This question is about the way to go with a very common statistical model: Continuos dependent and categorical independent variable. In my stats class I learned to use the ANOVA: check assumptions, conduct ANOVA, and if significant, do post-hoc tests. Now for the post-hoc tests I have seen several ways how people conduct them regarding p-value correction: One camp basically always applies some form of adjustment method, the second camp mostly states: "I am doing orthogonal contrasts, no adjustment needed".
anova(lm(Sepal.Length ~ Species, data = iris)) pairwise.t.test(iris$Sepal.Length, iris$Species)
Only later when I was introduced to R, I learned about linear models (LM). By now I much prefer those, easier to set up, easier to interpret, way more flexible.
summary(lm(Sepal.Length ~ Species, data = iris))
What I don't understand is why people do the extra step of conducting an ANOVA on top, when the LM already gives you everything that you need (in most cases). And you don't even have to conduct post-hoc tests, let alone think about p-value adjustments (I guess it's the orthogonal argument that strikes here again).

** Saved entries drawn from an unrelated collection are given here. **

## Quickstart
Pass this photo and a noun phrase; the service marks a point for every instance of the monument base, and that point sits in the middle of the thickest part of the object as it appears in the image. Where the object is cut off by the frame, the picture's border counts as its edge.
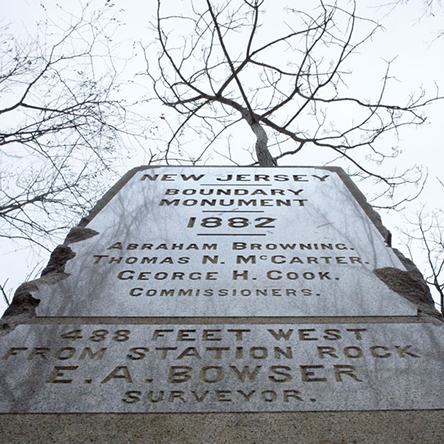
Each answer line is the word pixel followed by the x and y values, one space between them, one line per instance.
pixel 413 426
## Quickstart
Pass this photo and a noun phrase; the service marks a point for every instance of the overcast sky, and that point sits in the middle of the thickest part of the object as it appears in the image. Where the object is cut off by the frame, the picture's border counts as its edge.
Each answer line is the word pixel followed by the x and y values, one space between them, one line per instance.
pixel 409 37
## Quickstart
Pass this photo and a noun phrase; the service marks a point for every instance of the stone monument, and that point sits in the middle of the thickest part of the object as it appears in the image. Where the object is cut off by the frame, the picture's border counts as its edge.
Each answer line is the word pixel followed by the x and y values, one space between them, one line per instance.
pixel 218 304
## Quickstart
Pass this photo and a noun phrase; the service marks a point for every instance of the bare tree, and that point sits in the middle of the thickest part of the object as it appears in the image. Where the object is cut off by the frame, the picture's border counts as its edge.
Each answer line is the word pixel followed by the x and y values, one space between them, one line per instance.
pixel 59 125
pixel 223 64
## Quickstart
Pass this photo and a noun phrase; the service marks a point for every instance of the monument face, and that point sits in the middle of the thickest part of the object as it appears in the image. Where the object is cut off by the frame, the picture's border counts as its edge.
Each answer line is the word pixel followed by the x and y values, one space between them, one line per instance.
pixel 216 289
pixel 228 242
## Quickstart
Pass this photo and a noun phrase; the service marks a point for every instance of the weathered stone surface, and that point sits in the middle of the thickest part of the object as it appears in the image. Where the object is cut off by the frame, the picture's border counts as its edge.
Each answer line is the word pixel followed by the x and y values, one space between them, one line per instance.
pixel 394 427
pixel 301 325
pixel 219 242
pixel 222 368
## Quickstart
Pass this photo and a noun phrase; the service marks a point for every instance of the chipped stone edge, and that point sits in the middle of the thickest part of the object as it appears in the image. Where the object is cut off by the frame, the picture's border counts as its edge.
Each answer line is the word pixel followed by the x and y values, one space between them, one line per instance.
pixel 23 305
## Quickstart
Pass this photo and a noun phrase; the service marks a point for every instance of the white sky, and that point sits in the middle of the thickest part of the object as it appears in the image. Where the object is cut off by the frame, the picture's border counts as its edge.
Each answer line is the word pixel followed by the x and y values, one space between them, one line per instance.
pixel 406 37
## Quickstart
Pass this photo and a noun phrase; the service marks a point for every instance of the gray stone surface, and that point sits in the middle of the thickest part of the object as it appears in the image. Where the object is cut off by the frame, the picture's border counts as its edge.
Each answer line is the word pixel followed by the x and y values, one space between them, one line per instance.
pixel 382 427
pixel 222 368
pixel 332 340
pixel 268 242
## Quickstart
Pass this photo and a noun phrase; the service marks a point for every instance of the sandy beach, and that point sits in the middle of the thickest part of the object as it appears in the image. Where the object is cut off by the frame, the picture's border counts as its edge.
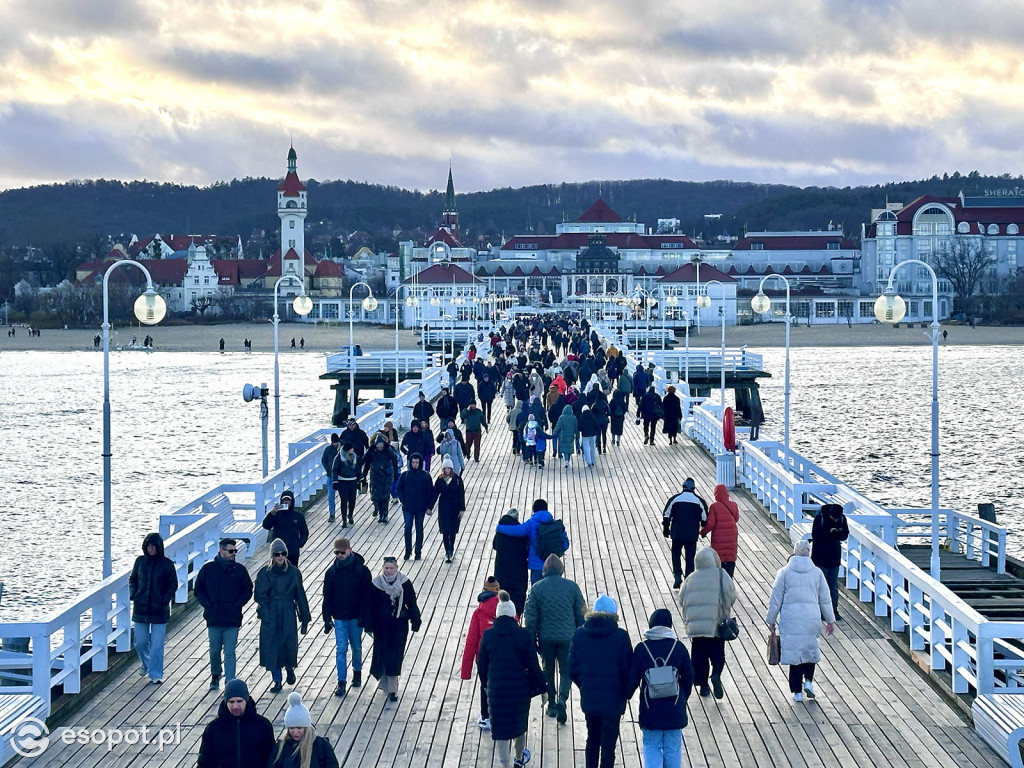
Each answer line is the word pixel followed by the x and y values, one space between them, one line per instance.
pixel 321 339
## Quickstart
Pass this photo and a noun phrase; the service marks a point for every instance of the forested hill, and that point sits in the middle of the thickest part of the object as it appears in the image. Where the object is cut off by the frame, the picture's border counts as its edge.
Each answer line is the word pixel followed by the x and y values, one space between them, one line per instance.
pixel 80 211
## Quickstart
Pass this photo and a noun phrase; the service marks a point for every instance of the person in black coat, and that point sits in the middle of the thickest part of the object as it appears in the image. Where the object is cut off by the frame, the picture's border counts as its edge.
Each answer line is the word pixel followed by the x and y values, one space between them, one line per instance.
pixel 599 665
pixel 151 588
pixel 239 736
pixel 417 496
pixel 511 561
pixel 662 720
pixel 288 524
pixel 450 492
pixel 509 671
pixel 222 588
pixel 828 531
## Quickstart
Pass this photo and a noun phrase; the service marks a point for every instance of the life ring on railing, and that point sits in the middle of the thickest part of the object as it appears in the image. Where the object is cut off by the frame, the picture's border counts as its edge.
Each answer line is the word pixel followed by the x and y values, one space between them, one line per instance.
pixel 728 430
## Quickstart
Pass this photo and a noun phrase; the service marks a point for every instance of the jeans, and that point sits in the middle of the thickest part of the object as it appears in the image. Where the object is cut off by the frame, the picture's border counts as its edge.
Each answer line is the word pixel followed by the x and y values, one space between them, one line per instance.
pixel 347 633
pixel 150 646
pixel 589 445
pixel 412 517
pixel 663 749
pixel 602 733
pixel 708 654
pixel 226 638
pixel 551 652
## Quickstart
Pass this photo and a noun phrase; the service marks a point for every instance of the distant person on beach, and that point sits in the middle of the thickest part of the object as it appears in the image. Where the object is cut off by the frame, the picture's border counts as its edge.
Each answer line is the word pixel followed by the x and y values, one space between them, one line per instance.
pixel 282 602
pixel 222 588
pixel 151 588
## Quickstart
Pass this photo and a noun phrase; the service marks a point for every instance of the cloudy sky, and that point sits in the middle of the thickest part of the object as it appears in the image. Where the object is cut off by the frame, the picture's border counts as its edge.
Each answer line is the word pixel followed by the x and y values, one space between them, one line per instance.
pixel 531 91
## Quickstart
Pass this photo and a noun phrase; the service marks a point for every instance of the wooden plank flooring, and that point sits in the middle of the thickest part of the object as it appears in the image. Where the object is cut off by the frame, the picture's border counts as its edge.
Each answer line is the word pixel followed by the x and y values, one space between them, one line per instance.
pixel 872 708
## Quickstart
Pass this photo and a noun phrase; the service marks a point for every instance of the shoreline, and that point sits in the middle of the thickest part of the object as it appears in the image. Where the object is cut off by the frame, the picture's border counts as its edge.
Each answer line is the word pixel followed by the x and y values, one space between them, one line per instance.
pixel 324 339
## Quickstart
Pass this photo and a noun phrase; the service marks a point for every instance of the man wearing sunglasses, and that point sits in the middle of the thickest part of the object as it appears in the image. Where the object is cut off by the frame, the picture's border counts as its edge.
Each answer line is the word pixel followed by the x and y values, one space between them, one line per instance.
pixel 222 588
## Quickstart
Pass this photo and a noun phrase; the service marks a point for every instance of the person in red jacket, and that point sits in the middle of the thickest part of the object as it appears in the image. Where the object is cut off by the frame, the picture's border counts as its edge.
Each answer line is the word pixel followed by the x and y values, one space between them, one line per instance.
pixel 480 622
pixel 722 518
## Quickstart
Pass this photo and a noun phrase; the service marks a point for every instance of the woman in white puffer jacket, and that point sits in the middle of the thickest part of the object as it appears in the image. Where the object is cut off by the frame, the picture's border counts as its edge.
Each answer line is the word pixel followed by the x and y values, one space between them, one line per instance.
pixel 800 602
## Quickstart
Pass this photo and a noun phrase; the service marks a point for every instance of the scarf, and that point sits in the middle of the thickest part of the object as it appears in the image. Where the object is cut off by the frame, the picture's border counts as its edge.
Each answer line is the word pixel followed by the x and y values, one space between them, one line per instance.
pixel 392 589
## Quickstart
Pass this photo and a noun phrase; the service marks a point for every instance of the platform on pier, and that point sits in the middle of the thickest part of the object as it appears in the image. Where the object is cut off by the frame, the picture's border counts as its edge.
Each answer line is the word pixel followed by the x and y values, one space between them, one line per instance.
pixel 872 708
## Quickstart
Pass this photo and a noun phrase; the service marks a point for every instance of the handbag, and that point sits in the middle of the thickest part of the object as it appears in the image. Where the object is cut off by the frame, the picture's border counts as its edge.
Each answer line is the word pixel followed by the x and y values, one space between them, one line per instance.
pixel 728 628
pixel 774 649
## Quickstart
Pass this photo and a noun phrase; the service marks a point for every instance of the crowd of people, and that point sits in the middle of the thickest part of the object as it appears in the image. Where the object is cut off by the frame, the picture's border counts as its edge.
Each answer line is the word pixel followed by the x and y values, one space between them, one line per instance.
pixel 532 633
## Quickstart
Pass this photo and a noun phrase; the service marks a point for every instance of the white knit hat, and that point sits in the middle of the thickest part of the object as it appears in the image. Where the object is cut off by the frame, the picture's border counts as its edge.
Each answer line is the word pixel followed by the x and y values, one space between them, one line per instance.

What is the way to go here? If one is fine with the contrasts the linear model provides you, is there a necessity to still conduct an ANOVA, or would you just interpret the parameter of the LM and leave it here?
And even if I need to compare every group vs every other group (or any other non-orthogonal contrasts) and have a more complicated model like a linear mixed model, can't I just estimate the model and conduct a general linear hypotheses test or a least square means test?